Mit dem Karfreitagsabkommen von 1998 stellte die IRA ihren bewaffneten Kampf ein, Sinn Fein wurde danach an der neuen Regierung Nordirlands beteiligt. Inzwischen ist die Partei zur zweitgrößten in Ulster nach der protestantischen Democratic Unionist Party geworden.

Sinn Fein heute

Nach dem Ende der Unruhen in Nordirland richtete sich das Interesse der Partei auch wieder verstärkt auf die Republik Irland.

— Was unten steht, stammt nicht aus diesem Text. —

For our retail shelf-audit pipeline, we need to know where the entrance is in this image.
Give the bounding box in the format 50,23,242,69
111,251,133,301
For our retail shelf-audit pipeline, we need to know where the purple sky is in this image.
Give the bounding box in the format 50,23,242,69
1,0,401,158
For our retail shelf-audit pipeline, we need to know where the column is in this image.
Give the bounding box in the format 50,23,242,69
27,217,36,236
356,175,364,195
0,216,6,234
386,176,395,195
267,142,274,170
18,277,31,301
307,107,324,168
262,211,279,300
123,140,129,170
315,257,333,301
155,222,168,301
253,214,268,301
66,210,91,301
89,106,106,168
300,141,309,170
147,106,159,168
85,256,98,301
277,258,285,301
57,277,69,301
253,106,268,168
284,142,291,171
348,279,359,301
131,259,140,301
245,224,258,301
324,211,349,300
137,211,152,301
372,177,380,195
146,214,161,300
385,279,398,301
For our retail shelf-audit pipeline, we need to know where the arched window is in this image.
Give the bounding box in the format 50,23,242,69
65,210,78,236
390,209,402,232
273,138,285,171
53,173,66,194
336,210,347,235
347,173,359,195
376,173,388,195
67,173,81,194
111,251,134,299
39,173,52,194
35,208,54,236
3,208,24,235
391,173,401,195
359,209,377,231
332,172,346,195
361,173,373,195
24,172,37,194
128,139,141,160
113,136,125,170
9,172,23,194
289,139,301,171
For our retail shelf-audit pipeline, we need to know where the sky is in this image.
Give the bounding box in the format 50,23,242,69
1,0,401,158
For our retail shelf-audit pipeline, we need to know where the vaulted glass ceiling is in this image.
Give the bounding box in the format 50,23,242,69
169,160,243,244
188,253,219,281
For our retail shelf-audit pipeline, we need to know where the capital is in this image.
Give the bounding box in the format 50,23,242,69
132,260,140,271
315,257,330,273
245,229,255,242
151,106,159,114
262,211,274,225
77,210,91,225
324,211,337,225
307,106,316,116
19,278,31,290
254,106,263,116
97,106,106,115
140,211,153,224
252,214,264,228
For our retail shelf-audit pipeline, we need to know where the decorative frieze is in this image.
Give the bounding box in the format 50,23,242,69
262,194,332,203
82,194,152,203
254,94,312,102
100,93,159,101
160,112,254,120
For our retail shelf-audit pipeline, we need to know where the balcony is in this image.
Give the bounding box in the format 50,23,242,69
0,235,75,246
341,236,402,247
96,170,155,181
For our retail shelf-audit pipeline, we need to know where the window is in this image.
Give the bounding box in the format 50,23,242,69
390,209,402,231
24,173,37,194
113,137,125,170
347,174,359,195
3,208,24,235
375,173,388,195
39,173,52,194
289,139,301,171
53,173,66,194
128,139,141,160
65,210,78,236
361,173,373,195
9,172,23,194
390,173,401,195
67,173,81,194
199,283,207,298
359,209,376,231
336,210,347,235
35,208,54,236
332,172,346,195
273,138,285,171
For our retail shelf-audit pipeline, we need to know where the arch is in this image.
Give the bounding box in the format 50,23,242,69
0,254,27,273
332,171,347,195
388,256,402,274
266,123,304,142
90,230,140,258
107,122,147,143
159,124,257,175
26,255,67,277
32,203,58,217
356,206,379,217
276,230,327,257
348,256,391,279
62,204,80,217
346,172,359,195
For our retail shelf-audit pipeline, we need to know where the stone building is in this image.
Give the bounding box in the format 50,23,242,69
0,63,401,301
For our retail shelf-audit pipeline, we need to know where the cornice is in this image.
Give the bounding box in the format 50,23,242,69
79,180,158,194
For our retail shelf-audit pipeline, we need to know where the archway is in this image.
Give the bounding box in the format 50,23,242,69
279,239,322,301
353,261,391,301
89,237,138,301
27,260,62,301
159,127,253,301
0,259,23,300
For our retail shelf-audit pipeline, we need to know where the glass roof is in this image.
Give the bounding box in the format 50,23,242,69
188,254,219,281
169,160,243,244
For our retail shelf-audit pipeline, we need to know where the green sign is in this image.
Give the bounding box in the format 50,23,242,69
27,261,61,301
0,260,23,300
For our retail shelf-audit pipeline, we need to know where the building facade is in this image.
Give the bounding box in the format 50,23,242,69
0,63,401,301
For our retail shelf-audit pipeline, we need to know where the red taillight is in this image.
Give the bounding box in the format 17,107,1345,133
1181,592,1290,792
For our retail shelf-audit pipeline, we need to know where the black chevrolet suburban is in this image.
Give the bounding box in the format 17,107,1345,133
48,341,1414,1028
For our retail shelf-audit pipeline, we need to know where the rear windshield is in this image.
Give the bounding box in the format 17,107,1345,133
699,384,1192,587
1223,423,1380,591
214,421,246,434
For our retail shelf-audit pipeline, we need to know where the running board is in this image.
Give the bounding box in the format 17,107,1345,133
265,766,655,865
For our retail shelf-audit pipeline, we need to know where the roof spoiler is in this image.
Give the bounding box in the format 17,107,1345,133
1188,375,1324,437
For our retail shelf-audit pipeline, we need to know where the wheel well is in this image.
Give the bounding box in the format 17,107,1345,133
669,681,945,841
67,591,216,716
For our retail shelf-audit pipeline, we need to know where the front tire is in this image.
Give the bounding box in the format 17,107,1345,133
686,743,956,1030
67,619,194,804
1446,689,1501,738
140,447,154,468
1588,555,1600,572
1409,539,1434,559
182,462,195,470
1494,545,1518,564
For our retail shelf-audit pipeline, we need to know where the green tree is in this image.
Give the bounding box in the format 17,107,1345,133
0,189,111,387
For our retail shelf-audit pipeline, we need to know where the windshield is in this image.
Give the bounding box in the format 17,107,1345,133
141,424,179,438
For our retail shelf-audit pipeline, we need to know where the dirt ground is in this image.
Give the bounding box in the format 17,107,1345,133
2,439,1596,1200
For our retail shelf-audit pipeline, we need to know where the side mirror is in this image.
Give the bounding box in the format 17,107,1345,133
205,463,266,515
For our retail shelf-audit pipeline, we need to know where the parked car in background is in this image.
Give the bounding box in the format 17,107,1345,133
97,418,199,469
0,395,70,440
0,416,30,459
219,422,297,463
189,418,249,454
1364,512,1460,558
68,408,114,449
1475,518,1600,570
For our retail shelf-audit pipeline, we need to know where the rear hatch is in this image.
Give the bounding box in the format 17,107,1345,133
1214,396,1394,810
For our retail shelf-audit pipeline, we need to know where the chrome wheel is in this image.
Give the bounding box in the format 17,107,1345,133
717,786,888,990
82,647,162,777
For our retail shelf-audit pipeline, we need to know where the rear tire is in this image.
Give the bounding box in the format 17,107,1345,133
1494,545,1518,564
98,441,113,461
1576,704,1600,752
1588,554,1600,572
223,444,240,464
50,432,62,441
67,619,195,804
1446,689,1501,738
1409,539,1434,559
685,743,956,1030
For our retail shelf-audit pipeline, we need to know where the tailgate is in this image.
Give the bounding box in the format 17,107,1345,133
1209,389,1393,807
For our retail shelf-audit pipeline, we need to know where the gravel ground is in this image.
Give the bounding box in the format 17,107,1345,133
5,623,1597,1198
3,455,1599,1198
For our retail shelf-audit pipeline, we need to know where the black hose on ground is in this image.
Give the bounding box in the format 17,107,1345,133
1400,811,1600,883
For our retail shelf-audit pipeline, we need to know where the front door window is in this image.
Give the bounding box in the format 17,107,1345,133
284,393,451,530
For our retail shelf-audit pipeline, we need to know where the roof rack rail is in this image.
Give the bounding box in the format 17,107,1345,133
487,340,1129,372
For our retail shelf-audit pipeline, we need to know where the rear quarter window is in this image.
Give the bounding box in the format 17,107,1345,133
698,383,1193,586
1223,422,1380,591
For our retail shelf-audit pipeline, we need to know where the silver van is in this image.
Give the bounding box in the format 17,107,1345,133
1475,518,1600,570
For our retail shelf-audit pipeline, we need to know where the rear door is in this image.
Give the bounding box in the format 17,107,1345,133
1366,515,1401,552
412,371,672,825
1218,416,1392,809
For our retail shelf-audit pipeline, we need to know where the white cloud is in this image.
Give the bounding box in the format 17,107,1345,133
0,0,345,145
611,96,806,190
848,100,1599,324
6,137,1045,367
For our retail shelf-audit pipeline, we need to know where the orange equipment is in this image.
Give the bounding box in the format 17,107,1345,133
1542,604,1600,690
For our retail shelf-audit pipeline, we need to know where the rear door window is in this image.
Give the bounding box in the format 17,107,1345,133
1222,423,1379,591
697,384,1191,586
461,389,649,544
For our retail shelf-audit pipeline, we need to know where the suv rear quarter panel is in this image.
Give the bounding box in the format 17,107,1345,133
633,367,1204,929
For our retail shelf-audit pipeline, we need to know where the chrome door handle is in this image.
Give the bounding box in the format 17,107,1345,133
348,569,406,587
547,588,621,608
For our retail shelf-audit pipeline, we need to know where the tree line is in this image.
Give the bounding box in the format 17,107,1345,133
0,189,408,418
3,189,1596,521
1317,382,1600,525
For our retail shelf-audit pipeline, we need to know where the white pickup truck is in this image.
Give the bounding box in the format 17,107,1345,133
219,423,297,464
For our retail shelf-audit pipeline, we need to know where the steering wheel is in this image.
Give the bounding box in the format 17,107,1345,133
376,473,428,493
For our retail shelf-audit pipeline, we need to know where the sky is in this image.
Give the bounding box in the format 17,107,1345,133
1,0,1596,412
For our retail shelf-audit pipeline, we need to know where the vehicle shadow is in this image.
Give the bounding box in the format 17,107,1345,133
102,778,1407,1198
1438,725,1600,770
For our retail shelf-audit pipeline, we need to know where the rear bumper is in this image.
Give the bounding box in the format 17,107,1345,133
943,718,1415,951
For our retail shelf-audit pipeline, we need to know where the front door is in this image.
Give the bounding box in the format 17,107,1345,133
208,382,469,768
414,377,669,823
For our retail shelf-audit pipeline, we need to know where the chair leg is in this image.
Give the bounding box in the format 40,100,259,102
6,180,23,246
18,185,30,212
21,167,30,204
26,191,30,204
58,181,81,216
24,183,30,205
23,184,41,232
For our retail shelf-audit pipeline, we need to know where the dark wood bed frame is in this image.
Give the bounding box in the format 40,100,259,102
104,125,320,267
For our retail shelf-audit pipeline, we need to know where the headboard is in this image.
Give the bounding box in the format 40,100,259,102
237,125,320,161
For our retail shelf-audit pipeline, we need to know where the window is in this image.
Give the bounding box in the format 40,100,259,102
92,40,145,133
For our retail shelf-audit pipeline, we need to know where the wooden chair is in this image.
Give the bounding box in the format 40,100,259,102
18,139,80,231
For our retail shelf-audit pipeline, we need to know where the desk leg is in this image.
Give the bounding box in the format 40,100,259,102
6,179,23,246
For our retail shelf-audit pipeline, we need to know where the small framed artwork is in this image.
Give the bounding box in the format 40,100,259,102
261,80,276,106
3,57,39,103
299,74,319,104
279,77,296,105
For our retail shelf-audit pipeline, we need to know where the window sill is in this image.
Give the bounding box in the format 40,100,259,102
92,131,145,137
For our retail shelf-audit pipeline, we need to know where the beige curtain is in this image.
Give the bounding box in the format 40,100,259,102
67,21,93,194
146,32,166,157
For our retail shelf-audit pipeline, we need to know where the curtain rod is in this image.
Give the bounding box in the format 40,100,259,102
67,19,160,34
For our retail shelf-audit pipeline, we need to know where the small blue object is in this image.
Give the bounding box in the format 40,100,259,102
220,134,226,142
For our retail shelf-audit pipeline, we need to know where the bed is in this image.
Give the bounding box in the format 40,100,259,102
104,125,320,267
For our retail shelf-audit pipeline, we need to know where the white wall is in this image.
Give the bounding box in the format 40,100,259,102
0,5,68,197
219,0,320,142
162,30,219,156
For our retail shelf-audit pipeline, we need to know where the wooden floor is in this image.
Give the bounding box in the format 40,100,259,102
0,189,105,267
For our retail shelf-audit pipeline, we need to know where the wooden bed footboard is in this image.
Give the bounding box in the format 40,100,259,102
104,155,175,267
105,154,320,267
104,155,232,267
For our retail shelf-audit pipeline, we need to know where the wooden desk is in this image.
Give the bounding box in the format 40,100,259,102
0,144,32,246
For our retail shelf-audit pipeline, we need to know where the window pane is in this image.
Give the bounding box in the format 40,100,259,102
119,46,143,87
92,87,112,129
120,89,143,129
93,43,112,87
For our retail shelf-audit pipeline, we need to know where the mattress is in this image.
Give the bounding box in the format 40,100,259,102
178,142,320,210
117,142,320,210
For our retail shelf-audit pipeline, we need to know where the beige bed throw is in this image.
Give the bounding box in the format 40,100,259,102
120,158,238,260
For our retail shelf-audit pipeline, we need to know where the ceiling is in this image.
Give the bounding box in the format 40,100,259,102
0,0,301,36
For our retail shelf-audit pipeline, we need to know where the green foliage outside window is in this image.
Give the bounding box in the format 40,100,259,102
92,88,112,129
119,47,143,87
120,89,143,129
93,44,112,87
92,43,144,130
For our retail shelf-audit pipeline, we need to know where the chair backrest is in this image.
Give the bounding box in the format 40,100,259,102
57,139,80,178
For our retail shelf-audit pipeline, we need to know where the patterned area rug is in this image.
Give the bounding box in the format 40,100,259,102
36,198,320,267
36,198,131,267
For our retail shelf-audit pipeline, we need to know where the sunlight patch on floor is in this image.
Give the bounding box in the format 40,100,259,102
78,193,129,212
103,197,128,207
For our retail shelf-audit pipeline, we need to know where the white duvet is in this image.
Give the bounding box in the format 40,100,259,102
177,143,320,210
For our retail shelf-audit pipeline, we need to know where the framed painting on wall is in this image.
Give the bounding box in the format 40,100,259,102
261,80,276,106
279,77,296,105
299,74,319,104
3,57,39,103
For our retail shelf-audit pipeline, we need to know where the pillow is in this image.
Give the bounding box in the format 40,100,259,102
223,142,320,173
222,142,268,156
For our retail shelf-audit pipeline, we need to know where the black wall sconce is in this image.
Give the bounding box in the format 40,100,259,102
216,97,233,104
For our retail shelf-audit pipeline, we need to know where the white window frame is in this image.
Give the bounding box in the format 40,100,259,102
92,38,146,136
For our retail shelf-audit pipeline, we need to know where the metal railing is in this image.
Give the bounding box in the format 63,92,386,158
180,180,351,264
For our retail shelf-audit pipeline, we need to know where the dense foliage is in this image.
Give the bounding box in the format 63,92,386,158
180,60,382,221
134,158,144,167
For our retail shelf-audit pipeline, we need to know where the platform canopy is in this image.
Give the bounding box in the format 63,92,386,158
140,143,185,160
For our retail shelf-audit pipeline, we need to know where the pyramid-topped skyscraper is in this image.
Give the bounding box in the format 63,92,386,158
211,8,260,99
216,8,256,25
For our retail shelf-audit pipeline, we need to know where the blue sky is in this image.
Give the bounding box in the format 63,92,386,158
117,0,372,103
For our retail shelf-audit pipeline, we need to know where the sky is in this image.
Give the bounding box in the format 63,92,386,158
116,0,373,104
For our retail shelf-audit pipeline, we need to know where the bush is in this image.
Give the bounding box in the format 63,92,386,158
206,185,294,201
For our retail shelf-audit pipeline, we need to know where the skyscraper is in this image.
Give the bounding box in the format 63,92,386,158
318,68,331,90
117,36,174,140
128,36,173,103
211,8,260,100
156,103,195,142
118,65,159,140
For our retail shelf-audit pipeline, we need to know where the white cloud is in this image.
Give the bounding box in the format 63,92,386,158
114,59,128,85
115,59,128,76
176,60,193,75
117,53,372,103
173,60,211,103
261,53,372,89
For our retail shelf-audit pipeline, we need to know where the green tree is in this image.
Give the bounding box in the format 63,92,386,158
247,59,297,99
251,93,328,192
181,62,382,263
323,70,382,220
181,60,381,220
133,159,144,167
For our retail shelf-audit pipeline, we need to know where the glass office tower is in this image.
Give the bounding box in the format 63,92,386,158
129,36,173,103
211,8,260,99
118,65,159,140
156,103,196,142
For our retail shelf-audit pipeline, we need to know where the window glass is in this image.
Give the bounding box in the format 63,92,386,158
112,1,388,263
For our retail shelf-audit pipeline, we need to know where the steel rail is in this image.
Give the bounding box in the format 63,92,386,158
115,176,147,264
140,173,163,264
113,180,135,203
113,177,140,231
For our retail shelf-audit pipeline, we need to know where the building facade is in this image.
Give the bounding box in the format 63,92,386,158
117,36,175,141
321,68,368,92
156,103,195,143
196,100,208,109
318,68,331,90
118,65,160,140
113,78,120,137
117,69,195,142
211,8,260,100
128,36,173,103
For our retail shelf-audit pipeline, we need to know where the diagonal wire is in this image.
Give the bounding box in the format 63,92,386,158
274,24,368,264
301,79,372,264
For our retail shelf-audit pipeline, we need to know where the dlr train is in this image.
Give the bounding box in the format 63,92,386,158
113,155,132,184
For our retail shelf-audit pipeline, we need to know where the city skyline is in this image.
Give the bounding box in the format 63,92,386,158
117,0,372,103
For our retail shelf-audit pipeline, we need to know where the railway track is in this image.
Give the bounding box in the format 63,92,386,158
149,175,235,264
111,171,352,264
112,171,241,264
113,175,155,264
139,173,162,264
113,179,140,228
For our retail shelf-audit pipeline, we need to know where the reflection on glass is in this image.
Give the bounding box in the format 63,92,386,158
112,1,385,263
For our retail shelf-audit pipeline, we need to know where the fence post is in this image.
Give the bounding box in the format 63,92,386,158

In den letzten Jahren ist es Sinn Fein gelungen, sich als linke Oppositionspartei zu positionieren; im Europaparlament gehören ihre Vertreter zur Vereinigten Linken. Nach all den verschiedensten Strömungen, die es innerhalb Sinn Fein bisher gab – vom gemäßigten Griffith über den national-konservativen de Valera bis zu den Marxisten der 1960er Jahre, wird die Partei heute unter Gerry Adams (Bild rechts), der seit 1983 den Vorsitz führt, oft als linksnationalistisch beschrieben. Auch wenn das Endziel einer Vereinigung Irlands weiter besteht, treten auch andere Themen in den Vordergrund. Sinn Fein ist betont europaskeptisch und engagierte sich gegen den Vertrag von Lissabon. Daneben führte die Partei Kampagnen gegen Abgaben auf Wasser und für ein neues Gesundheitssystem aber auch die Abschiebung von Ausländern. Ganz aktuell gehört Sinn Fein zu den schärfsten Kritikern des  geplanten Sparbudgets der irischen Regierung. Die jüngste Wahl eines Sinn Fein Kandidaten ins irische Parlament könnte so zum Stolperstein für die Regierung werden – diese wird momentan von Fianna Fail dominiert, einer Partei, deren Wurzel auch auf Sinn Fein zurückgehen.